In this exclusive 51˶ video, , of the University of New Mexico School of Medicine in Albuquerque, describes the background and methodology of the study and what the results mean in terms of ongoing stigma for patients with schizophrenia.
Following is a transcript of her remarks:
So this work is a pilot project related to an international method, which is called DIPEx, which stands for Database of Individualized Patients' Experiences. And so it's something that's done across the U.S., I was one of the founding members of bringing this to the United States about 2014 and also in multiple other countries around the world.
But we all do the same thing, where what we do is we talk to diverse people about their experiences of different health conditions. And then in tandem when doing your rigor of publishing studies, you put this out on the internet so that it can be a resource for people living with those conditions, family members, healthcare providers, people learning about how to treat people with those conditions, and how to improve care quality.

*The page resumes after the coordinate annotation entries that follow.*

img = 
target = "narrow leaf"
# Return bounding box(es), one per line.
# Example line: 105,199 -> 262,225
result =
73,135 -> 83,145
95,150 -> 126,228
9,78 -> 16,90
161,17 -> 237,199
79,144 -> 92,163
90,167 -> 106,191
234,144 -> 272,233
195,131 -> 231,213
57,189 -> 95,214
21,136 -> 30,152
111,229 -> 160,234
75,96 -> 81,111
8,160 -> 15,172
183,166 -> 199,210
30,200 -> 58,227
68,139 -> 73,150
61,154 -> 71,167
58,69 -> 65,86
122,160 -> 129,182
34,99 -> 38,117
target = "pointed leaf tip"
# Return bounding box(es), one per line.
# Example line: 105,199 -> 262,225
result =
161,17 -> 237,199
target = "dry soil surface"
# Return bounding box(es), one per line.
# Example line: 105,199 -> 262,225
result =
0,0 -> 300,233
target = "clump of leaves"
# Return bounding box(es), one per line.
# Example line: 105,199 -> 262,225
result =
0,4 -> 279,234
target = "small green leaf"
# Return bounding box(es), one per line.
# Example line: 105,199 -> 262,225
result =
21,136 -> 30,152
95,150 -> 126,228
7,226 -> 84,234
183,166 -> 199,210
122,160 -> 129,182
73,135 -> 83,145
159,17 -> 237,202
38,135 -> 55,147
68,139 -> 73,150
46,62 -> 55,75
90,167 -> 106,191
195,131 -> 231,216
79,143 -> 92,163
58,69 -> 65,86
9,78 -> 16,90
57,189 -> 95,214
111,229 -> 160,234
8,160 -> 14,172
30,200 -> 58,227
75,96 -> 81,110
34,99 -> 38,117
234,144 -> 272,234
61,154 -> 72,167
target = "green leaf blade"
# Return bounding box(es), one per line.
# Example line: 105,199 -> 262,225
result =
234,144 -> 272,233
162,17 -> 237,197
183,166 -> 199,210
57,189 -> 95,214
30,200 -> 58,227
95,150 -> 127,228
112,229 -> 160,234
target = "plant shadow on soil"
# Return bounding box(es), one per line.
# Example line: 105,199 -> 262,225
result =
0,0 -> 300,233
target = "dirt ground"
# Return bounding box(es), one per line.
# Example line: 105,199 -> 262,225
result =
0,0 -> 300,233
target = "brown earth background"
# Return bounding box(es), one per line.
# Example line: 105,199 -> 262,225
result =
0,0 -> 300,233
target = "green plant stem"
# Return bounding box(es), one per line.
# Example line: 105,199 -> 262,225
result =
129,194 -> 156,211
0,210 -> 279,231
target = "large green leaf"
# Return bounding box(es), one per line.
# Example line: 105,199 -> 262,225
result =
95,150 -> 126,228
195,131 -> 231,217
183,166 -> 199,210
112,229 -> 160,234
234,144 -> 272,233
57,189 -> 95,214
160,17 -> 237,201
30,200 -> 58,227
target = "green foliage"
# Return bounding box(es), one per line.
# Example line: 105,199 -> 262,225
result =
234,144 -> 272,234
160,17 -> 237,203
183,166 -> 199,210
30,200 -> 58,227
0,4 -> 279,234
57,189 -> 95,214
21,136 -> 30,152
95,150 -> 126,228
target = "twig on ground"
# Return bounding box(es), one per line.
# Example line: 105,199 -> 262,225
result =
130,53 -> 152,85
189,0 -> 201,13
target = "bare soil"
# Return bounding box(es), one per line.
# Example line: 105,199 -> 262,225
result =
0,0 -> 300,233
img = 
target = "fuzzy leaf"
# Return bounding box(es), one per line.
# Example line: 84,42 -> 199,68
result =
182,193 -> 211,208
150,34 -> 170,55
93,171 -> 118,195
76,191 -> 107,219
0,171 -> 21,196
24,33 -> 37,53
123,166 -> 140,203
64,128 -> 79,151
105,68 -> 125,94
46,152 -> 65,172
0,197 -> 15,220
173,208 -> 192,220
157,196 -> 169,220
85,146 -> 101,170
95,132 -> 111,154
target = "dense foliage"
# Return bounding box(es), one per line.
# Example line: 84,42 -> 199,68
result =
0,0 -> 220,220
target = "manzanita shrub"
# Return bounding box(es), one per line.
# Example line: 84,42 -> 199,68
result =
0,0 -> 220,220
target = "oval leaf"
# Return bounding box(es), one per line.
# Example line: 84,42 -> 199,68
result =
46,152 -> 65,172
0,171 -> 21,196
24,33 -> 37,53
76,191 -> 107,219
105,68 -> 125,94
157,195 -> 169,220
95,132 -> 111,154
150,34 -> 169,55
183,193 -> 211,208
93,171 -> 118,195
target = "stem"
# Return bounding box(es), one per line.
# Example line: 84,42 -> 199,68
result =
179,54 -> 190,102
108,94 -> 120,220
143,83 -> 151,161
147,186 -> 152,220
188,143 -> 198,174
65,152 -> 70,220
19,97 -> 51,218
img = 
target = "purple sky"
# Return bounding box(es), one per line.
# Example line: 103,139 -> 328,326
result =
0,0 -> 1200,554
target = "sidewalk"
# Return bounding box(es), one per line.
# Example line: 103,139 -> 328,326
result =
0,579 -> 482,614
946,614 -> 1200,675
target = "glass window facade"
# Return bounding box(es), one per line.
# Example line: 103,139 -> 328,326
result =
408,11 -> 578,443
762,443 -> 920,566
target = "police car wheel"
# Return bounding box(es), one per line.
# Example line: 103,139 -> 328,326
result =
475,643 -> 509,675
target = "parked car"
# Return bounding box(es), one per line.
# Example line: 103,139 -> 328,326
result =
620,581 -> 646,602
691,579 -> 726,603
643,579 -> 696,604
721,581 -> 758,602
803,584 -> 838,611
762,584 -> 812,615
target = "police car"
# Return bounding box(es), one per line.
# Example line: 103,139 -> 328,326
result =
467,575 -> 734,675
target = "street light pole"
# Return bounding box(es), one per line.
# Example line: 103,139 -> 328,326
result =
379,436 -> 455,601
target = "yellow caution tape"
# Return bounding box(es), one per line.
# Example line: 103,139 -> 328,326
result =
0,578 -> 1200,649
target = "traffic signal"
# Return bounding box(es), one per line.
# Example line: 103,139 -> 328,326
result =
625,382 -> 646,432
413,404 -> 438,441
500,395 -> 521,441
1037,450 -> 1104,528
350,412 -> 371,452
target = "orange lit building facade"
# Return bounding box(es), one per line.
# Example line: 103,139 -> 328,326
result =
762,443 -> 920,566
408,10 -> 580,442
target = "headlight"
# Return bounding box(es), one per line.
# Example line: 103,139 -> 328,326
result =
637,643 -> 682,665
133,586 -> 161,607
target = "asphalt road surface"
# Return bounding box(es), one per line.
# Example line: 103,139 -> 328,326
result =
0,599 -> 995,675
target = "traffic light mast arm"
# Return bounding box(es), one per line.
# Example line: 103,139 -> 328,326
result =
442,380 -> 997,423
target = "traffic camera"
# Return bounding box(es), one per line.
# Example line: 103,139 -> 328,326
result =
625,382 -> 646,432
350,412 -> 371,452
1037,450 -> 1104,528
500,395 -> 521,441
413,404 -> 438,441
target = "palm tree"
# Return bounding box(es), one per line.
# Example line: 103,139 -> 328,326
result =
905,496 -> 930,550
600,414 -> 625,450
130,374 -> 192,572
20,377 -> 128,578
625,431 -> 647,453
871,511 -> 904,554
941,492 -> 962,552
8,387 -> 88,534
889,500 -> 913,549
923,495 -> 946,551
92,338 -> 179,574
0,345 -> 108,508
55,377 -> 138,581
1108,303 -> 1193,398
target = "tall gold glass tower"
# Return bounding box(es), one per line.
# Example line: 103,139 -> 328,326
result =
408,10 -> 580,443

So this pilot study is where we went ahead and used that same method to take a look at the experiences of people who are living with psychosis. And to date, we've interviewed eight participants. These are drawn from New Mexico. New Mexico is somewhat unique because we definitely are able to have a population that is more diverse in terms of racial/ethnic diversity. And so really highlighting those experiences is where we were starting here. And the eventual goal was to go ahead and expand this work across the United States. So go from the pilot stage to a full-on project where we would interview people in other states as well, and understand what is similar about people's lived experiences and what's different.
What we found was that people perceive stigma in a few different settings. First was in the healthcare setting. When people heard that their diagnosis was specific to psychosis and schizophrenia, they perceived that they were treated differently by the healthcare providers that they were interacting with.
They also felt the same way with the justice system. So often, as you know, in mental health the justice system gets involved. The police might be called to help bring people in and to get further care. And they described those experiences and said how difficult that was too, where they felt like they weren't being treated like anyone else.
And this really contrasted the type of interviews that we do. We ask people to describe their goals or values, what their life is like. And they felt very strongly that they were like everyone else, and then their diagnosis would come up, and then they would perceive the stigma in these two different settings.
It's really important, I mean in all conditions, but in particular something like schizophrenia where people are perceiving such stigma, to really remember that it's people first and then the diagnosis is secondary. So really approaching a person in that way, in terms of our patients and those we interact with, about what do they want from this treatment, how we can be better in alliance with them to help them achieve goals and to get them better is really critical, given that there is already a stigma and even a fear of being stigmatized, even if you haven't met the person. If you haven't met the person before, it's critical that you're approaching it with this broad, open mindset because people might be bringing expectations based on the way that they were treated in the past and have perceived being stigmatized.